The renovations to the second-floor reading and function rooms did nothing to alter their character — “We think that’s one of the most beautiful rooms in Philadelphia,” Hessel says of the main reading room — but they made some major changes that patrons may not notice that brought them into the here-and-now.

One such change: outlets and USB ports for people to plug in their electronic devices. “We had two electrical outlets in the reading room,” she explains. The renovations have solved that problem by rearranging, repurposing and re-equipping the furniture the library already had.

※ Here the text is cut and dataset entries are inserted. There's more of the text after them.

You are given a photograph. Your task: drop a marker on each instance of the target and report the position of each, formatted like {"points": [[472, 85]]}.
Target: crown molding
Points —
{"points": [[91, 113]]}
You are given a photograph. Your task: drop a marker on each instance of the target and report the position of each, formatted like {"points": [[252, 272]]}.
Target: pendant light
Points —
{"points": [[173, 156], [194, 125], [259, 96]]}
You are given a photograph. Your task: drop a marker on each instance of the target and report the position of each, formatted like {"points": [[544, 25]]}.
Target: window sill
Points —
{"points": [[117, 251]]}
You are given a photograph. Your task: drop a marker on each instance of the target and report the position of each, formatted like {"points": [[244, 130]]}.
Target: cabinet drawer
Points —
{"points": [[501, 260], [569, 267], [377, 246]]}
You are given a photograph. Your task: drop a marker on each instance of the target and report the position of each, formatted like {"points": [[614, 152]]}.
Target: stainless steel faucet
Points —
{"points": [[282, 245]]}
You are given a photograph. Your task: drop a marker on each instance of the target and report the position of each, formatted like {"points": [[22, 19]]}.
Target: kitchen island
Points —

Original study tables that had been used to display books have been returned to their original purpose and outfitted with power strips. Books are now displayed in new display cases modeled after those in the Boston Athenaeum. And the librarians’ desk — the site of one of those two precious outlets — has moved from a bookshelf bay in the middle of the hall to the front, close to the entrance.

main reading room lounge

The lounge area at the rear of the main reading room; the tables in the foreground are part of the Athenaeum’s original furniture, restored to their original purpose and outfitted with power strips

A lounge-like seating area now occupies the back of the reading room, next to the two-story-high rear windows. And the fluorescent lighting in the stacks got exchanged for warmer LED lights. A small anteroom off the main reading room, long used for chess matches, houses the Athenaeum’s nascent but growing collection of young-adult titles. (Besides its research collection, the Athenaeum also has a circulating collection of general fiction and non-fiction titles for kids and adults.)

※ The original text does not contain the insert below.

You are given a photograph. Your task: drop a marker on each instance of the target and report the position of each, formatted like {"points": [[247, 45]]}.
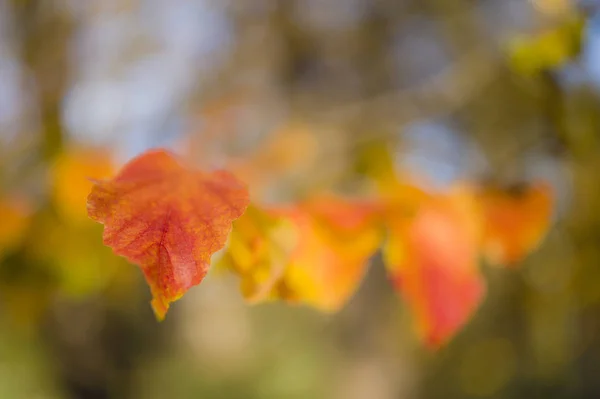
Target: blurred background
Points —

The function room on the front of the second floor got a mostly acoustic makeover. In order to make the hall less “live” and enable attendees to hear the speakers, the room was equipped with curtains that can be tucked away when not in use.

Most of the rest of the $1.6 million the Athenaeum spent on renovations went into spaces neither members nor visitors will see. Those are the staff workspaces on the third floor. The renovations brought heat to the rooms on the third floor and also added a kitchenette where staff could store and prepare lunches.

And the Athenaeum isn’t done making itself over yet, either. The master plan KieranTimberlake crafted calls for the creation of an auditorium in the rear of the first floor — a function originally included in Notman’s 1847 design but omitted when the building was erected. The auditorium would be attached to a catering kitchen that would turn the back of the first floor into an event space, and the third floor would be redesigned to add small meeting rooms and offices where visiting scholars could work.

But that’s a distant goal for now. “We were so thrilled to have our members step up and support this project,” says Hessel. “But I think we’re a long way off from being able to raise what we need for the rest of [the building reconstruction]. So next I want to focus on raising money and building support for programs and services — not only ones that we currently do but also expanding our offerings for the community.”